わたしが、わたしが今まで。どんな思いで何もかもを諦めて、暴力と無視と飢餓を耐えてきたと思ってるんだ!
辛かった!
辛かった!
本当に辛かったんだ!
助けてって、助けてって、何度も叫んだんだ!
けれど、誰も助けてくれなかったんだ! 父親も、顔も知らない母親も、同年代の少年少女も、先生も、誰も、誰も!

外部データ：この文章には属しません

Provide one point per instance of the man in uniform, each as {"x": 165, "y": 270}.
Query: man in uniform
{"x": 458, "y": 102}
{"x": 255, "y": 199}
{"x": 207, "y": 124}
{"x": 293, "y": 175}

わたしがようやく思い知って、ようやく全てを諦められたのに、こんな。
こんな……!
うう
うう
「うあああああああああああああん……!」
わたしは、泣きだした。
これまでずっと、我慢してきた涙が。頼る人がいなくて、ずっと我慢するしかなかった涙が。とうとう、とうとう、溢れだした。
ああ。
ああ。
わたしは家族を知らない。
物心ついたころには家庭というものはすでになく、わたしは誰からも愛情を学ばずに育った。
一人で生きてきた。
誰かに触れる方法がわからなかった。
どう頑張っても、知らないことを行うことはできず、わたしは独りのままだった。
人に触れることを諦めた。そうしなければ生きてこれなかった。
けれど、けれど。
夏休みの終わりに
わたしは、独りで、なくなった。